Os argentinos travaram, na primeira volta das presidenciais, a onda messiânica do extravagante candidato anarco-direitista Javier Milei. Mas é provável que este candidato que faz campanha com uma motosserra, que simboliza a intenção de cortar tudo o que tenha a ver com quase sete décadas de peronismo, venha a conseguir a eleição em 19 de novembro.
A eleição que confronta duas visões radicalmente diferentes vai ser disputada voto a voto.
Sérgio Massa, candidato do peronismo governante, apesar de ministro da Economia no governo que deixa a Argentina com inflação de 140% no último ano e 40% da população em pobreza, conseguiu, contra todos os prognósticos, ser o mais votado (10 milhões de votos, 36,6%), enquanto o candidato ultrapopulista com discurso incendiário ficou pelos 30%.
Os 6,2 milhões de votos (23%) na candidata conservadora Patrícia Bullrich podem ser decisivos para a eleição do próximo presidente. Aparentemente, este voto conservador é anti-peronista, o que sugere maioria absoluta contra o candidato que ficou em primeiro lugar na primeira volta. Mas o voto conservador na Argentina está longe de ser homogéneo.
Há muito conservadorismo moderado que não suporta a ascensão meteórica do candidato populista libertário que propõe arrasar todo o sistema argentino, acabar com ministérios como o da Saúde e o da Educação e privatizar estes setores, acabar até com o Banco Central da Argentina. Millei assusta essa direita moderada que pode ser tentada pela continuidade no que é conhecido, o peronismo.
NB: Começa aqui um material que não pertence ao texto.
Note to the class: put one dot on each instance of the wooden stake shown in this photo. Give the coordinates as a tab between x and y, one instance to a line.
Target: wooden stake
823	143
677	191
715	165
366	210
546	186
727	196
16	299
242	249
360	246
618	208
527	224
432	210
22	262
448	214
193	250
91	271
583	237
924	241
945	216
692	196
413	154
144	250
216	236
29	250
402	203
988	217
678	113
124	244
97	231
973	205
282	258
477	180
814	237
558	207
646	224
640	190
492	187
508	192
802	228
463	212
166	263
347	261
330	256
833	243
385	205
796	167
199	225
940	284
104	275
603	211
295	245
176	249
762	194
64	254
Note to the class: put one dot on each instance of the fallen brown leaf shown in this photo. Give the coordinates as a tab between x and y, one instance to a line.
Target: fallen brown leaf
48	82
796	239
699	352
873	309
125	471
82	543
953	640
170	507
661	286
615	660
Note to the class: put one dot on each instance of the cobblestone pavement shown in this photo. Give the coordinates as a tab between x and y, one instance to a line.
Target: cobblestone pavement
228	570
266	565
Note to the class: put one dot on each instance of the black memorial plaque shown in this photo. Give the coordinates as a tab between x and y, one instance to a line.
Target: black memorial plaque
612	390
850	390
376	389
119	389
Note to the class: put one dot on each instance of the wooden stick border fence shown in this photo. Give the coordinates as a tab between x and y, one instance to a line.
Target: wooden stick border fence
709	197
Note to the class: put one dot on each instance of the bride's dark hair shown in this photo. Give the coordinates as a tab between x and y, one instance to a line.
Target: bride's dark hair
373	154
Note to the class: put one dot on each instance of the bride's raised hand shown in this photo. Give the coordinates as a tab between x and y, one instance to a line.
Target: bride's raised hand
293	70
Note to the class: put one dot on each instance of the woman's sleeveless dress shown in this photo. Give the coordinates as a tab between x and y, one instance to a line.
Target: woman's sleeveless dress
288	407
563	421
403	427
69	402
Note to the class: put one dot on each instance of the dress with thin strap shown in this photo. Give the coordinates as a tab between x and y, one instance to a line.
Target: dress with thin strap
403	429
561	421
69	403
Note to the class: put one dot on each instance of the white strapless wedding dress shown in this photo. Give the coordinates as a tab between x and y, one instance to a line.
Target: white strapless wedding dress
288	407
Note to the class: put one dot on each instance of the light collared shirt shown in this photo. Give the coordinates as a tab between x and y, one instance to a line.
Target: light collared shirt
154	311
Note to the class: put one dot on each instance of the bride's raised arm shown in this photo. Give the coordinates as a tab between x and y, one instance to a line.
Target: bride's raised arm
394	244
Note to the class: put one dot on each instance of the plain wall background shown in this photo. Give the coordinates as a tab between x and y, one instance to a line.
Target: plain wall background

O peronismo é, há 77 anos, uma máquina de poder na Argentina: é a linha política que convier a cada momento. Já alinhou com um modelo de nacionalismo fascista. Também já teve uma fase revolucionária operária com Che Guevara como ídolo. Já foi liberal, já foi democrata-cristão, também social-democrata. O peronismo tem sido, sem problemas de pudor, o que for conveniente em cada momento. É uma etiqueta de poder na Argentina.
O estado de colapso da economia argentina sugeria que o peronismo estava a bater no fundo. A primeira volta destas eleições mostra que é um erro subestimá-lo. Sobretudo, quando a alternativa é a máxima imprevisibilidade.
O peronista Massa ganhou a primeira volta eleitoral em que o segundo classificado contava sair destacadíssimo em primeiro lugar. As sondagens mostram que Massa cresceu muito e Milei perdeu apoios nos últimos dias de campanha.
As sondagens não sinalizaram esta variação na última semana de campanha. Não previram a deslocação de eleitores do candidato ultra Millei para a conservadora Bullrich e a mobilização da esquerda para o voto no candidato peronista.
Massa deve o êxito parcial ao discurso de disparates de Millei que assustou muito da direita em que se posiciona de modo radical com postura de estrela rock.
O eleitorado centrista é agora o mais disputado. Massa antecipou-se e anunciou que pretende nomear um “governo de unidade nacional” para pôr ordem na economia e no país. O peronismo está a ganhar com Massa um novo rosto para sobreviver. Milei responde com o pedido de reuniões com a elite empresarial. É um primeiro gesto da provável moderação do discurso que muitas vezes na campanha teve radicalismo paleolítico.
Para milhões de argentinos que cultivam a moderação e aspiram continuar a viver num país democrático, com convivência civilizada, o cenário eleitoral está de fúria. Vão ser longas estas quase quatro semanas, com os dois em campo a dar tudo por tudo para captar o voto do centro.